It was a privilege and pleasure to be in the presence of the great pianist, Armando ‘Chick’ Corea on two nights at the weekend, in addition to meeting him in an informal setting at the Royal Opera House Muscat the night before. Muscat is truly blessed to have welcomed the American Jazz icon to perform Gershwin masterpieces with the Castilla y León Symphony Orchestra and an extraordinary, rare performance of his own 1981 Piano Concerto, re-orchestrated in 2017. The concert opened with Gershwin’s vivacious Hispanic ‘Cuban Overture’ under the guest conductor, Romanian-Austrian Maestro, Ion Marin. It featured the orchestra’s bright clear Brass section, animated fiddle playing in the well-known melody, some fiery Latin percussion sounds and Gershwin’s unmistakable parallel chords.
Spanish inflections in the woodwind and percussion clearly appealed to the orchestral players, with lovely clarinet lines from Carmelo Molina. All the Cuban rhythms and delicious melodies were articulated precisely, with muted solo trumpet (Emilio Ramada) and oboe (Sebastián Gimeno) transporting the audience to a street in Havana. The Overture fairly romped to the end over a syncopated tango rhythm and short percussion cadenza.
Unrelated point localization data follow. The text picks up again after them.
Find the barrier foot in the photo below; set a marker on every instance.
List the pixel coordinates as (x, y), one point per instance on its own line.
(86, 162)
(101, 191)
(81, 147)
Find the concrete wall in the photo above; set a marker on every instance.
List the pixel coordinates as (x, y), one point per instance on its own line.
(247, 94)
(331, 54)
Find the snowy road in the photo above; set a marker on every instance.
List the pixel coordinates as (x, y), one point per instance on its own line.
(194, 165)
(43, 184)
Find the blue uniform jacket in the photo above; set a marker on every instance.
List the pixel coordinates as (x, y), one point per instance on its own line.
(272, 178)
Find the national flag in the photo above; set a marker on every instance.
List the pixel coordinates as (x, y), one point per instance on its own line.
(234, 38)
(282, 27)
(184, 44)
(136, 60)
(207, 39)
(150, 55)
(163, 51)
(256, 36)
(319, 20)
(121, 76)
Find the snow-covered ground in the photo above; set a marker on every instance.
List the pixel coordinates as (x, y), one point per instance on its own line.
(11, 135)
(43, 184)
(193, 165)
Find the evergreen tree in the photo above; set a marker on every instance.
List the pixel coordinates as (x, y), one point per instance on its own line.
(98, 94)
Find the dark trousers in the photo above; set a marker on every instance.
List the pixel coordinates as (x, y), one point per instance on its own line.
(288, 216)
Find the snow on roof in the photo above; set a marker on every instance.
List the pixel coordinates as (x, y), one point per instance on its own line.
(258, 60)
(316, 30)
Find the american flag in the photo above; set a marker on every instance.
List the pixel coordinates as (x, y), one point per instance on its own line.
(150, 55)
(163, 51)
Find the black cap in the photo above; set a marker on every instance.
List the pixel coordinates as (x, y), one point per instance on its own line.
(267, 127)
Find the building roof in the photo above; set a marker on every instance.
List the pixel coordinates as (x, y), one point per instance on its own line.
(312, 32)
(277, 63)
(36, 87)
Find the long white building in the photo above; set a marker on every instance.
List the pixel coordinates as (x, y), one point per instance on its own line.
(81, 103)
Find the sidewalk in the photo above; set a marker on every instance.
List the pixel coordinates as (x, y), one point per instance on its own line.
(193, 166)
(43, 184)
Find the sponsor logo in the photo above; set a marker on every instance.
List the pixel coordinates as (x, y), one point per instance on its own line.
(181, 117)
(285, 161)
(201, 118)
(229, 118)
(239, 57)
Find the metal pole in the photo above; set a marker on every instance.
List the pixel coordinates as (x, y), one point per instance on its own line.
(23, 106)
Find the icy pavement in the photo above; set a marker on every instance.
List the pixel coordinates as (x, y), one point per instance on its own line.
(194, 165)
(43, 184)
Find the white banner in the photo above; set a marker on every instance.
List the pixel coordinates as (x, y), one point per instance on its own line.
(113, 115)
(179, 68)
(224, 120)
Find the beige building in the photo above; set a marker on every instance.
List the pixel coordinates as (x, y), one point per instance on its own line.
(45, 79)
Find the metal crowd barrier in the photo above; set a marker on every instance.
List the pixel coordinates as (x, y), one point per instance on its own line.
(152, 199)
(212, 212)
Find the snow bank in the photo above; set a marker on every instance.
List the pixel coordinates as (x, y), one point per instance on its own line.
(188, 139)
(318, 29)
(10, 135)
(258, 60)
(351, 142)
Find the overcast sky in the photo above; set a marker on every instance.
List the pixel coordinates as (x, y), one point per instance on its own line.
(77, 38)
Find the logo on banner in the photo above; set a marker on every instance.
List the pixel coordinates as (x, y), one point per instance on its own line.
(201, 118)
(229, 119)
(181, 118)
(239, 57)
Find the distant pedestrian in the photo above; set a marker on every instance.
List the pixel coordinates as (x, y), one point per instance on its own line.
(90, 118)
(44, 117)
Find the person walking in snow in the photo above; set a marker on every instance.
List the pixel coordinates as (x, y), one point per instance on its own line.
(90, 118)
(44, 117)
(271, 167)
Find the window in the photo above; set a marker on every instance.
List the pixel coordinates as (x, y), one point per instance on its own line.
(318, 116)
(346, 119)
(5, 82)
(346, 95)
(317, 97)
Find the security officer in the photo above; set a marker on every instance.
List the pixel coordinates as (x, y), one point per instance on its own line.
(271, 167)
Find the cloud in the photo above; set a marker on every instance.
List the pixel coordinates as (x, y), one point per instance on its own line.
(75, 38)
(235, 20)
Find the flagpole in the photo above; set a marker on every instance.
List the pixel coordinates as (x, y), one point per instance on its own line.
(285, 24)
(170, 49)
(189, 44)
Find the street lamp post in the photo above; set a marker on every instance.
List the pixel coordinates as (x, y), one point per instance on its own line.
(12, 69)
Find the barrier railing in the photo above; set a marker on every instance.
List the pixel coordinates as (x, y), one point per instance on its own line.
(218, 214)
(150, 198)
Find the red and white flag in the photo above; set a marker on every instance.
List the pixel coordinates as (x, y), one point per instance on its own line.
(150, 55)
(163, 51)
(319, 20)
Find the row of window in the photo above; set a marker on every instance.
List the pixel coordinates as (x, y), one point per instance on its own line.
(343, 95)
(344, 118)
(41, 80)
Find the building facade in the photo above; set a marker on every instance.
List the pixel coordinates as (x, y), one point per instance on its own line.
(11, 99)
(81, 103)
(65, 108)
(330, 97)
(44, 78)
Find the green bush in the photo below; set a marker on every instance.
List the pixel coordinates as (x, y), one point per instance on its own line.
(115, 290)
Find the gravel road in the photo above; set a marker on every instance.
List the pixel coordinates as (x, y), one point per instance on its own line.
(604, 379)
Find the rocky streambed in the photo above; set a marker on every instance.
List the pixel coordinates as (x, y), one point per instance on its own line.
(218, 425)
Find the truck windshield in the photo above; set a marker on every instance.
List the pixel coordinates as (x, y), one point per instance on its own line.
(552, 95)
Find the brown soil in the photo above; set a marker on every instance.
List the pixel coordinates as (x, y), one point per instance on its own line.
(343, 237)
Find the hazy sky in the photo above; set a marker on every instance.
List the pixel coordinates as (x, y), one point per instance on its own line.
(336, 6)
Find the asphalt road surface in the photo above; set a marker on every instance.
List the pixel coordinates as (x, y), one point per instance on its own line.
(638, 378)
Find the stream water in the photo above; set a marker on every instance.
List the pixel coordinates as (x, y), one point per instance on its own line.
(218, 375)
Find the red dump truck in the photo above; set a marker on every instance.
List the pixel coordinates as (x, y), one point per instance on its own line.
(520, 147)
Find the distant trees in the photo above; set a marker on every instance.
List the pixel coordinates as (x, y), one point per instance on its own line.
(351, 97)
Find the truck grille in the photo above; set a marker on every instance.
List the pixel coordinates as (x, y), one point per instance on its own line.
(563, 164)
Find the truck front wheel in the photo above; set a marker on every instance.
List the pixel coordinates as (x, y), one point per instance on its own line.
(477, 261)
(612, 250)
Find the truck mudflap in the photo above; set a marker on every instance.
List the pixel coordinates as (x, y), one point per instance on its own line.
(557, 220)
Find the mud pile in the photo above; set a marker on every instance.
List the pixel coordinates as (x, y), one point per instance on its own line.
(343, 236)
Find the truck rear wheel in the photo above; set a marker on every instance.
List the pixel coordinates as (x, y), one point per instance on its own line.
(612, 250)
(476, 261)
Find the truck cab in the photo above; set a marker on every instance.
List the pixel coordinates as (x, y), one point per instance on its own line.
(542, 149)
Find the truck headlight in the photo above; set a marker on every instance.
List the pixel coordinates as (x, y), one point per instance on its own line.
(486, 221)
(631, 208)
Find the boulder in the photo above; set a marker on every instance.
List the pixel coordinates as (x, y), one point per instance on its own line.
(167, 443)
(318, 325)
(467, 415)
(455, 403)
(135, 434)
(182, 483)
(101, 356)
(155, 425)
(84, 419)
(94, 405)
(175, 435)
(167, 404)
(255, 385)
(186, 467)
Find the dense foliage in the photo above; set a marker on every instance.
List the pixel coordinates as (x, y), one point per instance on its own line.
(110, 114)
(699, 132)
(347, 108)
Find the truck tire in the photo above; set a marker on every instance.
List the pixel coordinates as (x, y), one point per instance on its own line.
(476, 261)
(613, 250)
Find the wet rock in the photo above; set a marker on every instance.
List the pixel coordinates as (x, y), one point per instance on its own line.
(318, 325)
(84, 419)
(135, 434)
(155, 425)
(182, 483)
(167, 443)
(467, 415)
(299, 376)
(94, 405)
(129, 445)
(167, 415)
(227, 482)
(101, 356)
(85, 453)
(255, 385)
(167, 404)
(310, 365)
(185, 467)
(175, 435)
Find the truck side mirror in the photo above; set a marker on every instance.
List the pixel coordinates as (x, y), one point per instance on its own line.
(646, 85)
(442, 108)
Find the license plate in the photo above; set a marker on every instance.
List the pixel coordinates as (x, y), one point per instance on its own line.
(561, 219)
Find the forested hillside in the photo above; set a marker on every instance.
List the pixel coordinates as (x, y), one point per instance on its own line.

Corea came on stage to rousing applause, and his easy, informal manner made everyone warm to him immediately. He allowed the orchestra to retune as he gave some background to his Piano Concerto, and then ‘warmed up’ the audience with some singing exercises! The Concerto owes more to the 20th century musical language of Bartok, Bernstein, Ravel and Copland than Corea’s jazz influences, although the improvisatory cadenzas were clearly jazz-inspired. After a short solo piano introduction, the orchestra had some lyrical melodic material, such as warm, mellow lower string themes using lush, added chord harmonies. The percussion section was expanded for this revision and there was ample opportunity for marimba, xylophone and vibraphone solos as well as timps, gong, bass and snare drums throughout its considerable forty-minute duration.
It would not be unfair to say that structurally the work had a tendency to ramble between styles and form, including a short Bach pastiche at one point. But if the Concerto is perceived as a series of sketches, or streams of imaginings from the composer’s experience, it makes it more accessible, especially on first hearing. Naturally, the virtuosic piano technique demanded was challenging, with tricky syncopated rhythms, sometimes polytonal, at others in angular dialogues with the oboe, always superbly executed with astonishing accuracy. The piano part was well integrated into the orchestral texture, such as the Latin rhythms, Manuel de Falla style, in the middle section. The final ‘exuberant jazz gigue’ was exciting, a Bartok-like treatment of colloquial rhythms, juxtaposing soloist with the orchestra until the final frenzied climax.
After the interval, Chick’s charismatic personality meant more interaction with the audience, explaining that he would perform Gershwin’s, ‘Someone to Watch Over Me’ before ‘Rhapsody in Blue’. He improvised in a highly embellished, ornamented jazz solo – not as one usually hears it – using his recognisable virtuoso technique with clashing chromatics over a dominant bass pedal, then a hint at stride piano in his left hand.
On Saturday, ‘The Man I love’ was given similar treatment in Chick’s dazzling styles and moods before it segued seamlessly into a performance of, ‘Rhapsody in Blue’ – as never heard before.
The extended cadenzas were not improvised but written out, presumably by Corea himself, with extra syncopation, jazz and blues harmony which would have delighted the great George Gershwin, no doubt.
The orchestra responded with a Broadway Big-band sound, or a lush, lyrical quality from the superb string section, interspersed with excellent renditions of the famous clarinet solos from Carmelo Molina. Each cadenza became longer and more expansive, including quotes from ‘Spain’ and ‘The Man I Love’, until even the orchestra had an additional Latin section inserted before the bracing finale. Chick Corea’s innovation and faultless dexterity were met with standing ovations.
The prepared encore was a beautiful reinterpretation of Chick Corea’s signature piece, ‘Spain’. Opening with the haunting Cor Anglais solo (Juan Urbán) from Rodrigo’s Concierto de Aranguez for Guitar, it segued smoothly into a jazz piano improvisation on Corea’s theme, followed by solos from soprano saxophone (José López), trumpet (Roberto Bodi), vibraphone (Cayetano Gómez) and finally back to Corea. The audience responded with standing ovations and shouts for more.
The second, unprepared encore was a return to the final bars of ‘Rhapsody in Blue’, introduced with a Blues-based improvisation of the cadenza using iconic Corea chords, licks and a walking bass, bringing the whole momentous performance to an overwhelming conclusion. There were as many accolades afterwards as there were members of the audience - those lucky enough to have witnessed a Living Legend live in Oman.